Un sondage prévoit une avance du « oui » au référendum grec

Les deux camps manifestent alors que le oui monte

Photo: Keystone

Le Premier ministre grec Alexis Tsipras a tenté vendredi de galvaniser une dernière fois ses compatriotes, les appelant à dire non pour 'vivre avec dignité en Europe' alors que le oui progresse. Jugé conforme, le référendum aura lieu dimanche.

Le Premier ministre a rejoint le rassemblement des partisans du non en début de soirée, fendant la foule de plus de 25'000 personnes amassée devant le Parlement à Athènes. 'Nous fêtons la victoire de la démocratie, la Grèce envoie un message de dignité, personne n'a le droit de menacer de diviser l'Europe', a-t-il lancé sous les acclamations. Des incidents ont éclaté en marge de cette manifestation en faveur du non.

Au même moment, plus de 22'000 partisans du oui se rassemblaient également à Athènes, reprenant des slogans en faveur de l'Europe. 'Le oui va donner un meilleur avenir à nos enfants', a assuré de la tribune, ému, le présentateur vedette Nikos Aliagas.

Oui donné à plus de 40 %

Pour la première fois, un sondage (de l'institut Alco) donnait vendredi l'avantage au oui, crédité de 44,8 % des voix, le non recueillant 43,4 %.

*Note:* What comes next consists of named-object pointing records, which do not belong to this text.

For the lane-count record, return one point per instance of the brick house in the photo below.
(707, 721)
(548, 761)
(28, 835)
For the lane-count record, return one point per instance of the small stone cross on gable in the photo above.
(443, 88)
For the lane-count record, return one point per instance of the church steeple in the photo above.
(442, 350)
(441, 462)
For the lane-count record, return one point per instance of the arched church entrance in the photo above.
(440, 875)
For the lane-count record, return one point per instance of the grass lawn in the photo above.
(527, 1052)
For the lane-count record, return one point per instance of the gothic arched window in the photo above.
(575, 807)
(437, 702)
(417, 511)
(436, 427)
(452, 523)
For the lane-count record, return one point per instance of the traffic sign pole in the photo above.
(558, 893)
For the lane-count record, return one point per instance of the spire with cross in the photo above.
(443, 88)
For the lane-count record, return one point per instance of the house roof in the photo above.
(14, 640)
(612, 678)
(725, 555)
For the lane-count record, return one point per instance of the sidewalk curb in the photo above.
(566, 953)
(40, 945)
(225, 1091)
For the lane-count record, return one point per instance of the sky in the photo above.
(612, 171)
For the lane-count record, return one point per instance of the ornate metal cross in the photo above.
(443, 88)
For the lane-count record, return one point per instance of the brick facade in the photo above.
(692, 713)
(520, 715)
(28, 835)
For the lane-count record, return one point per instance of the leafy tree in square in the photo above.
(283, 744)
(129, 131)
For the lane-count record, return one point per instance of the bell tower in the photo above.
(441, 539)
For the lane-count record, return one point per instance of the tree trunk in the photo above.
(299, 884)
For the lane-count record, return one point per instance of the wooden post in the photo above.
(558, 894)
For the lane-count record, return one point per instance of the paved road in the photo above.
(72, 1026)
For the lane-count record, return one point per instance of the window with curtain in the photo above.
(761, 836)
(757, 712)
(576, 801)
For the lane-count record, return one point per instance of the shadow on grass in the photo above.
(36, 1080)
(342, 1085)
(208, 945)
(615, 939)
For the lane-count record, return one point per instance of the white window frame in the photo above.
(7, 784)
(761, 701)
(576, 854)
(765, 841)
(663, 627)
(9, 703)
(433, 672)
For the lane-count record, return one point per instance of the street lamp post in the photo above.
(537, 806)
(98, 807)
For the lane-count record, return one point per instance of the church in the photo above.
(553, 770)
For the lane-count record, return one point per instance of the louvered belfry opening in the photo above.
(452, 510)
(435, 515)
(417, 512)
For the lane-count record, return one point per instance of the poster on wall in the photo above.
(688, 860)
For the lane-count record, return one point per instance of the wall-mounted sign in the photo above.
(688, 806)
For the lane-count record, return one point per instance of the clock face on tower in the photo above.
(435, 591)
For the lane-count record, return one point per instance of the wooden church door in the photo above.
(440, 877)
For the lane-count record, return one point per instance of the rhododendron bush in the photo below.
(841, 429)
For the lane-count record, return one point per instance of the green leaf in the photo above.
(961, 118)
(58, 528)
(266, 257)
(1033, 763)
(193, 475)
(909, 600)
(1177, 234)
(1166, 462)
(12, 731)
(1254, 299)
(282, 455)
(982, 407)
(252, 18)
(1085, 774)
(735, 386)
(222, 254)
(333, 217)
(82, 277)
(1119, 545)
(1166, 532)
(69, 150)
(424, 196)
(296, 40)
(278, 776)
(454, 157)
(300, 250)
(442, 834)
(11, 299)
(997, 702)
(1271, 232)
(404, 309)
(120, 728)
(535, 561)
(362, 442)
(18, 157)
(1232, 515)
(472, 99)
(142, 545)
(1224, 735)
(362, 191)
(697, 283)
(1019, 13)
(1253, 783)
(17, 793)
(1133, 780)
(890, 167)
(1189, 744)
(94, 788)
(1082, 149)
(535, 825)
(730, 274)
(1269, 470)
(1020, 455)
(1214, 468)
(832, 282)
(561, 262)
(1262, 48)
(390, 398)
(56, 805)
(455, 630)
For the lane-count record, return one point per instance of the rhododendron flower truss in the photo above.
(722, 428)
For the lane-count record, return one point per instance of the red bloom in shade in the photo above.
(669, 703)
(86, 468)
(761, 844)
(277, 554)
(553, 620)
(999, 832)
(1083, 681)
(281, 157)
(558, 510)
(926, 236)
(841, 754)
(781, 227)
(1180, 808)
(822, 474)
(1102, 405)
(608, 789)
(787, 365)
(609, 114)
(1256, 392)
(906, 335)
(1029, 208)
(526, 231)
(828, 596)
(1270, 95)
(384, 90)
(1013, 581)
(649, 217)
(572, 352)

Au total, un autre sondage montre toutefois que l'écart est serré avec 43 % pour le non, contre 42,5 % pour le oui.

Avec une victoire du non, Alexis Tsipras se voyait 'mieux armé' pour repartir à la table des négociations avec les créanciers (UE, BCE, FMI), qui d'ailleurs, selon le ministre des Finances Yanis Varoufakis, ont continué en coulisses cette semaine, avec 'un accord plus ou moins scellé'.

Electeurs attachés à l'euro

Mais l'établissement forcé d'un contrôle du crédit pour faire face à un début de panique bancaire et les discours des créanciers ont convaincu les Grecs que l'enjeu était bien, comme les créanciers le disent, la sortie de l'euro. Selon Alco, 74 % d'entre eux sont attachés à cette devise, contre 15 % qui veulent revenir à la monnaie nationale.

'Si les Grecs votent non, la position grecque sera considérablement affaiblie', a à nouveau mis en garde le président de la Commission européenne Jean-Claude Juncker. Le président du Conseil européen Donald Tusk a lui relativisé, conseillant d'éviter les 'messages dramatiques'.

Dans l'après-midi, le Conseil d'Etat, plus haute autorité administrative grecque, a débouté un recours contre le référendum.

Appel récent par le FMI

M. Tsipras a fait une courte intervention à la télévision pour réclamer une baisse de 30 % du montant de la dette grecque et 'un délai de grâce' de 20 ans pour son remboursement.

Il s'appuie sur un allié de poids, le Fonds monétaire international (FMI) lui-même, qui a jeudi justement publié un rapport explosif appelant les Européens à de gros efforts sur la dette grecque (176 % du PIB), dont ceux-ci ne veulent pour l'instant pas entendre parler.